[20592] in bugtraq
Denicomp REXECD/RSHD Denial of Service Vulnerability
daemon@ATHENA.MIT.EDU (SNS Research)
Fri May 11 11:49:08 2001
Mime-Version: 1.0
Content-Type: text/plain; charset=us-ascii
Content-Transfer-Encoding: 7bit
Message-ID: <114567037.20010503212742@greyhack.com>
Date: Thu, 3 May 2001 21:27:42 +0200
Reply-To: SNS Research <vuln-dev@greyhack.com>
From: SNS Research <vuln-dev@greyhack.com>
To: BUGTRAQ@SECURITYFOCUS.COM
Strumpf Noir Society Advisories
! Public release !
<--#
-= Denicomp REXECD/RSHD Denial of Service Vulnerability =-
Release date: Thursday, May 3, 2001
Introduction:
Denicomp's REXECD and RSHD products are ports of their counterparts
on Unix-based systems, allowing the use of the rcp, rsh and rexec
commands on machines running MS Windows.
These products can be obtained through the vendors website at:
http://www.denicomp.com
Problem:
There exists a problem in the port-handling code of mentioned
products which exposes the services provided by these to a DoS attack.
When a string of +/- 4300 bytes is sent to the listening port of
the REXEC and/or RSH daemons (defaulting to the standard 512 and
514 ports), the service in question will die.
A restart will be needed to regain full functionality.
(..)
Solution:
Vendor has been notified and has verified this problem.
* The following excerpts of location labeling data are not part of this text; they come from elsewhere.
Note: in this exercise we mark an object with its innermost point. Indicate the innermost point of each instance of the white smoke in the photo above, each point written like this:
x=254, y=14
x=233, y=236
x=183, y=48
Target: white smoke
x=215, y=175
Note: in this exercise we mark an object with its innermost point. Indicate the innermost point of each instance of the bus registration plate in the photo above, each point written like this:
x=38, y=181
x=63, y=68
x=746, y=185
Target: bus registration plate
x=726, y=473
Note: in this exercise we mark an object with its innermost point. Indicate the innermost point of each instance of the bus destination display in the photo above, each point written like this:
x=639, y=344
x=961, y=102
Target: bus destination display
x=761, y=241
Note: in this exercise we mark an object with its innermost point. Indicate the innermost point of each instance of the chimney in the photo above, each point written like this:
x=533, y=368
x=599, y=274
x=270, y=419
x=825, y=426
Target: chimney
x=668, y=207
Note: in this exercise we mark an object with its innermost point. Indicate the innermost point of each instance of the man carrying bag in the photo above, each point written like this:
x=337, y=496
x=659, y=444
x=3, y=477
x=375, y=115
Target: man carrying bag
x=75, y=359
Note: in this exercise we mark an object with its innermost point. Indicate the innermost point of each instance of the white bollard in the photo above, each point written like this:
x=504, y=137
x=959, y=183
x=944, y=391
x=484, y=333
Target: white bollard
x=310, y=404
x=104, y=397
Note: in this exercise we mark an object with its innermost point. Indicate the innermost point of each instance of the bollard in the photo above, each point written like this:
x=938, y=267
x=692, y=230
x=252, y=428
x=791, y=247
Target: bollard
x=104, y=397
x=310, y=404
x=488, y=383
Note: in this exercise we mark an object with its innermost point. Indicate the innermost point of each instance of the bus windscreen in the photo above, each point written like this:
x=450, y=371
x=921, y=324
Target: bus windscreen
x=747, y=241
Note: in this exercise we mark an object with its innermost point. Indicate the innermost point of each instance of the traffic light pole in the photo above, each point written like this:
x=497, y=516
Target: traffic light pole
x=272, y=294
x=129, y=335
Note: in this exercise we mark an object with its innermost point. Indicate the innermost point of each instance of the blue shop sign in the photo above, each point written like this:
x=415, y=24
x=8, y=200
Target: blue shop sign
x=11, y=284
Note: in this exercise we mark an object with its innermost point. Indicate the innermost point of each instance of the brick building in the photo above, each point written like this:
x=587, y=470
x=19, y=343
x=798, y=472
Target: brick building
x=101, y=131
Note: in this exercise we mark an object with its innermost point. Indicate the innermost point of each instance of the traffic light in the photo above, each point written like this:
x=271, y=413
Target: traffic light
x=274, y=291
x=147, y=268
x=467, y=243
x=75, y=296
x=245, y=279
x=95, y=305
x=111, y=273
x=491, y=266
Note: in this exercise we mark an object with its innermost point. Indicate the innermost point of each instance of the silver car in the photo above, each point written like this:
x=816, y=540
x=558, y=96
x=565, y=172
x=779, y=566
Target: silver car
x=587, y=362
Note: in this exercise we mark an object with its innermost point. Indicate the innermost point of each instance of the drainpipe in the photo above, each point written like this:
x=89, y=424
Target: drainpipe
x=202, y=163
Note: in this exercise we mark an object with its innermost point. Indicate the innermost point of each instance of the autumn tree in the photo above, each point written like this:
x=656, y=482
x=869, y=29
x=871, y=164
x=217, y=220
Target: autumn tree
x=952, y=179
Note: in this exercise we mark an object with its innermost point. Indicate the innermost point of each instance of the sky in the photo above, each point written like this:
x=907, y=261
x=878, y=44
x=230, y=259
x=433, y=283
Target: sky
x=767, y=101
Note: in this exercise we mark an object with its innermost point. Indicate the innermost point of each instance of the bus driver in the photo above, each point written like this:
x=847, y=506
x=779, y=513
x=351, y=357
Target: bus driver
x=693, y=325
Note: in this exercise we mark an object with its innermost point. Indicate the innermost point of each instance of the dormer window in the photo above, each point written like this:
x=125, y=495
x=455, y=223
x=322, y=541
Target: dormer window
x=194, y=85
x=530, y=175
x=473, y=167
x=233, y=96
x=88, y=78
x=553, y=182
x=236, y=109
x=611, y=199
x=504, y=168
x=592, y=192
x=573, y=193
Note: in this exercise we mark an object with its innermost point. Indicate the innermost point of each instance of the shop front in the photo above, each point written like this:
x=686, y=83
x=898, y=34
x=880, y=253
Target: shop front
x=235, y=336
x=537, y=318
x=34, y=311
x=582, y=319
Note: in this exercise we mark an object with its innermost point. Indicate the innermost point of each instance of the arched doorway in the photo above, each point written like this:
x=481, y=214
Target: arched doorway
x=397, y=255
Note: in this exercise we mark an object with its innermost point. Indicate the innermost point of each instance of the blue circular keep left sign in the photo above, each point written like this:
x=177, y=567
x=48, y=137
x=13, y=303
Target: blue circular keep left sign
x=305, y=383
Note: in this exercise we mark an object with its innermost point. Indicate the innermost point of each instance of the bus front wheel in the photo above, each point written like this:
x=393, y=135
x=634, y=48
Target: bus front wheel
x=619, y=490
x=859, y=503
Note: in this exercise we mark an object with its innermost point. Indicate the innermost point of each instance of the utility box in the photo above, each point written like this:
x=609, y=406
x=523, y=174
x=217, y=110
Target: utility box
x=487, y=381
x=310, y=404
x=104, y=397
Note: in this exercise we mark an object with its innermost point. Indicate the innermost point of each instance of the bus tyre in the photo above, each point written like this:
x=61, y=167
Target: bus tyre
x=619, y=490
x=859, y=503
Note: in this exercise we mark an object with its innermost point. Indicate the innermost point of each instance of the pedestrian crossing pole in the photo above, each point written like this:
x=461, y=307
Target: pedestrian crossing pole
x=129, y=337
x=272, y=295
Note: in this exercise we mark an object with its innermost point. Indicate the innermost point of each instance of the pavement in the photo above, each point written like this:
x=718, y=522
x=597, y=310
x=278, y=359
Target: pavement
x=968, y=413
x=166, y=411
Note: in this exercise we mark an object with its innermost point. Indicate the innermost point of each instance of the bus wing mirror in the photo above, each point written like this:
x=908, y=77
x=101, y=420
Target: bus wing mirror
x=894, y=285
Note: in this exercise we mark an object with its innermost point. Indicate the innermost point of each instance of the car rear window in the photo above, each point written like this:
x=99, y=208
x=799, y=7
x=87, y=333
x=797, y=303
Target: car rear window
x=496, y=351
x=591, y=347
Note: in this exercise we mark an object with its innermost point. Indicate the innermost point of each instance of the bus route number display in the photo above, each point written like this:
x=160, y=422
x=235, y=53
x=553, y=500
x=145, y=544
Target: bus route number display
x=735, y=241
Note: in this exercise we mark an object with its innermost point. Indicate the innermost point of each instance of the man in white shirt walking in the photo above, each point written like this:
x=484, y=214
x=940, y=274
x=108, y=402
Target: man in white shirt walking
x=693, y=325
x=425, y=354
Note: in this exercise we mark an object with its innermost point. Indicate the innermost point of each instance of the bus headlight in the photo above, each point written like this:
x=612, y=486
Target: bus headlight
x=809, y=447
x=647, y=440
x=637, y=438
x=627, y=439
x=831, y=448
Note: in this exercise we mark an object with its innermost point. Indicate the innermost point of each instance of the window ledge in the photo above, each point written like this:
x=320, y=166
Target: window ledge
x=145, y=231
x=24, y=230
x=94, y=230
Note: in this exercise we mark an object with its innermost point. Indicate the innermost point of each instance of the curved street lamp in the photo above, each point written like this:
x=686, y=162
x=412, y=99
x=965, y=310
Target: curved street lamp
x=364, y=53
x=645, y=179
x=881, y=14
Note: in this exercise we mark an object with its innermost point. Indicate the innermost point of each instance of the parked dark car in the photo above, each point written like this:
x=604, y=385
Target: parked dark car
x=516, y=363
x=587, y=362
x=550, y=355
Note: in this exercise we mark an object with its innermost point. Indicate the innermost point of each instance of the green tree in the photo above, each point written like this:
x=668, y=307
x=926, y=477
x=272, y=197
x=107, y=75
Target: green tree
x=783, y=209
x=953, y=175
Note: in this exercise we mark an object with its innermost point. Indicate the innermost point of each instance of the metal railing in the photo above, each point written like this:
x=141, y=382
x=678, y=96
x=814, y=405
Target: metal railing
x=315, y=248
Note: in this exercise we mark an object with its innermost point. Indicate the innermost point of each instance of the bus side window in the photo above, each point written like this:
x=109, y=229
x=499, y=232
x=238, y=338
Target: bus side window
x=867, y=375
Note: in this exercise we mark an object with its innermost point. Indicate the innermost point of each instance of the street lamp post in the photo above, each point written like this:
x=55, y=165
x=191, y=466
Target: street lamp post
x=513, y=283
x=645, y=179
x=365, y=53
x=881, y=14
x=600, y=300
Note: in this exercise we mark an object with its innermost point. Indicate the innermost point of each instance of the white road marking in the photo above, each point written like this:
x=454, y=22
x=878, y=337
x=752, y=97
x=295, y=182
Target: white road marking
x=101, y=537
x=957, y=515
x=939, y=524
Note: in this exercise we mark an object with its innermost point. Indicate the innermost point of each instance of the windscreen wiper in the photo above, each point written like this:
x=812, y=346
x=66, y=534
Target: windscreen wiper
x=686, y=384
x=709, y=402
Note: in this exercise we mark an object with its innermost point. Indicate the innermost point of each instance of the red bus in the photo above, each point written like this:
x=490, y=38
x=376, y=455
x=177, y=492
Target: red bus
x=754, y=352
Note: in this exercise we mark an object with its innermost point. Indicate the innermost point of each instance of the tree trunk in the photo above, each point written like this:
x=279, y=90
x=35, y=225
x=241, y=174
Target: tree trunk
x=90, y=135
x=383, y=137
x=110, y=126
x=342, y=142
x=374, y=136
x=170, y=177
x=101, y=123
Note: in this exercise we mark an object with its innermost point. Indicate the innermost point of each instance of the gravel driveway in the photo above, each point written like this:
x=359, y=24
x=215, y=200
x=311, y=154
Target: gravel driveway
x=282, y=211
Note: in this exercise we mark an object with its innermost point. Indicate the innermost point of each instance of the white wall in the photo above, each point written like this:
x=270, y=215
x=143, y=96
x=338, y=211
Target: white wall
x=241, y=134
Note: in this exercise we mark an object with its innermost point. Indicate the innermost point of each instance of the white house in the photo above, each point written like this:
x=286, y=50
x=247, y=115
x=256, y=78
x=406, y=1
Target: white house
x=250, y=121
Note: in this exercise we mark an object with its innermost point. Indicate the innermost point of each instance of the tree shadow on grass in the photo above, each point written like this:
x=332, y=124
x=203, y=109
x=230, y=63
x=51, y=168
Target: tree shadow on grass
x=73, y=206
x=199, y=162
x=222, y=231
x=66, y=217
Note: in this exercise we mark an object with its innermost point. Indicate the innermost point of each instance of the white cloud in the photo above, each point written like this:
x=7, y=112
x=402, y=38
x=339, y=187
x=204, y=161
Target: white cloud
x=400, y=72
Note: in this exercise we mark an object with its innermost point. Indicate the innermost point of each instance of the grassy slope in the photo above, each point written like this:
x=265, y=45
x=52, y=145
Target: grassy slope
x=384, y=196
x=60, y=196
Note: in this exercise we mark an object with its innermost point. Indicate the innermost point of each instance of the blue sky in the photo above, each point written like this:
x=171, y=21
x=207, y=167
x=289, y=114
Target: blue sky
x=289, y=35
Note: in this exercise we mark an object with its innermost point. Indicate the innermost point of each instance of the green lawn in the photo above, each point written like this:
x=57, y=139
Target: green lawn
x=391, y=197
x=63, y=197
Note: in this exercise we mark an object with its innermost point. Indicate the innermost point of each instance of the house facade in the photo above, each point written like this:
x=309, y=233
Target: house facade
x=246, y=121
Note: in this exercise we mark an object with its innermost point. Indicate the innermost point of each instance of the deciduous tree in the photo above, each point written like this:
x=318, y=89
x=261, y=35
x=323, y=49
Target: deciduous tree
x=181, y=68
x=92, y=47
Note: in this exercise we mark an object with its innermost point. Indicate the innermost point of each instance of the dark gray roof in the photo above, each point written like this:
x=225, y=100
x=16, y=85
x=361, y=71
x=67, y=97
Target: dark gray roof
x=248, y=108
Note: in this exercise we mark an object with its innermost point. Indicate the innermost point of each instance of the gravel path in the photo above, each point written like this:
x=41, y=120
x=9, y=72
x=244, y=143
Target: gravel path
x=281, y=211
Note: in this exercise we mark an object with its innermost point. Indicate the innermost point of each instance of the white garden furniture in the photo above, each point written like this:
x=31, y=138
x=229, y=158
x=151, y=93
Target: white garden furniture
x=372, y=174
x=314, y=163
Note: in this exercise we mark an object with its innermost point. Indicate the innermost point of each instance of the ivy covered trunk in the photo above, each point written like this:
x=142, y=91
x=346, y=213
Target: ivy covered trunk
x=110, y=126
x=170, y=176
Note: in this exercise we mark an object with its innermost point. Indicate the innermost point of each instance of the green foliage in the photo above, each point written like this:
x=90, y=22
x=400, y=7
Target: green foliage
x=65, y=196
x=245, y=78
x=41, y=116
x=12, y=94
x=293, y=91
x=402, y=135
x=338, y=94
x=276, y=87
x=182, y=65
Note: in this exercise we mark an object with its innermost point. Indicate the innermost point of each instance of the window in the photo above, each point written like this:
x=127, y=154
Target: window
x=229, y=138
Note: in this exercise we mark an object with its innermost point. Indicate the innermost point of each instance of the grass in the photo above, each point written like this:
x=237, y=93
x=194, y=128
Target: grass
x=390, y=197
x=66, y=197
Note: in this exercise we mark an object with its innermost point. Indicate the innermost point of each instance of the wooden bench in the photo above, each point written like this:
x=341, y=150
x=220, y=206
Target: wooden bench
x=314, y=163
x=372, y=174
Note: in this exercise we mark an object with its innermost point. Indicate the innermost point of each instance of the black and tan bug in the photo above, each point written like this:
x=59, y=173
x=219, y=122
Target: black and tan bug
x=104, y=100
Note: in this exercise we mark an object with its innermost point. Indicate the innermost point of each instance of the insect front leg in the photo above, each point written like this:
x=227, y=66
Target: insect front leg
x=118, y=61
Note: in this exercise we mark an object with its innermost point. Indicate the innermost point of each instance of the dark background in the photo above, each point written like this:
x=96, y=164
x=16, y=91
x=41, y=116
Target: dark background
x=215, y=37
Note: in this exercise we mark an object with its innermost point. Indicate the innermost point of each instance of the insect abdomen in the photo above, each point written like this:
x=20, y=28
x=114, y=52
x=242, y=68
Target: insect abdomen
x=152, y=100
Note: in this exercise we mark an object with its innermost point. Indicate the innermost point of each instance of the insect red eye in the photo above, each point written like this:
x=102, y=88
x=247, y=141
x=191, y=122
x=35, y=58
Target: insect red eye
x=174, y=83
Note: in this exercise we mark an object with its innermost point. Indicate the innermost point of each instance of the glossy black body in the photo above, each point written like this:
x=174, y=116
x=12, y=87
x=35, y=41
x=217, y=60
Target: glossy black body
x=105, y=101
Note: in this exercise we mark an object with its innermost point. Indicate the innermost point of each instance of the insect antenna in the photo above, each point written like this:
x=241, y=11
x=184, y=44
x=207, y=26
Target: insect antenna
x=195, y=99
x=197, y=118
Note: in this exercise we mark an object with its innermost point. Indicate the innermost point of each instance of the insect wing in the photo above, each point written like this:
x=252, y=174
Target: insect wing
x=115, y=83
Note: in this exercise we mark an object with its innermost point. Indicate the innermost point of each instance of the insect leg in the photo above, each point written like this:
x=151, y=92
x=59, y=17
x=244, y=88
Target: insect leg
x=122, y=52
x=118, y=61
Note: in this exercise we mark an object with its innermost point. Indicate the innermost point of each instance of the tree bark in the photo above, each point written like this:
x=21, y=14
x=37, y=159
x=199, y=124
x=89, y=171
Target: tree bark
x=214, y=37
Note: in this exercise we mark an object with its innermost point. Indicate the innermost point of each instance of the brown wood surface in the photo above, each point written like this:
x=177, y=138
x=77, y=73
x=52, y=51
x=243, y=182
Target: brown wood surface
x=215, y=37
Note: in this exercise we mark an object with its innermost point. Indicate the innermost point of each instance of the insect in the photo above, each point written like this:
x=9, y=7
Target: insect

New versions
of these products will be released from the vendor's website shortly.
Vulnerable:
WINNT/WIN2K:
Denicomp Winsock RSHD/NT v2.18.00 (Intel)
Denicomp Winsock RSHD/NT v2.17.07 (DEC Alpha)
Denicomp Winsock REXECD/NT v1.05.00 (Intel)
Denicomp Winsock REXECD/NT v1.04.08 (DEC Alpha)
Win95/98/ME:
Denicomp Winsock RSHD/95 v2.18.03
Denicomp Winsock REXECD/95 v1.00.02
Earlier versions are expected to be vulnerable as well, users are
encouraged to upgrade.
yadayadayada
Free sk8! (http://www.freesk8.org)
SNS Research is rfpolicy (http://www.wiretrip.net/rfp/policy.html)
compliant, all information is provided on AS IS basis.
EOF, but Strumpf Noir Society will return!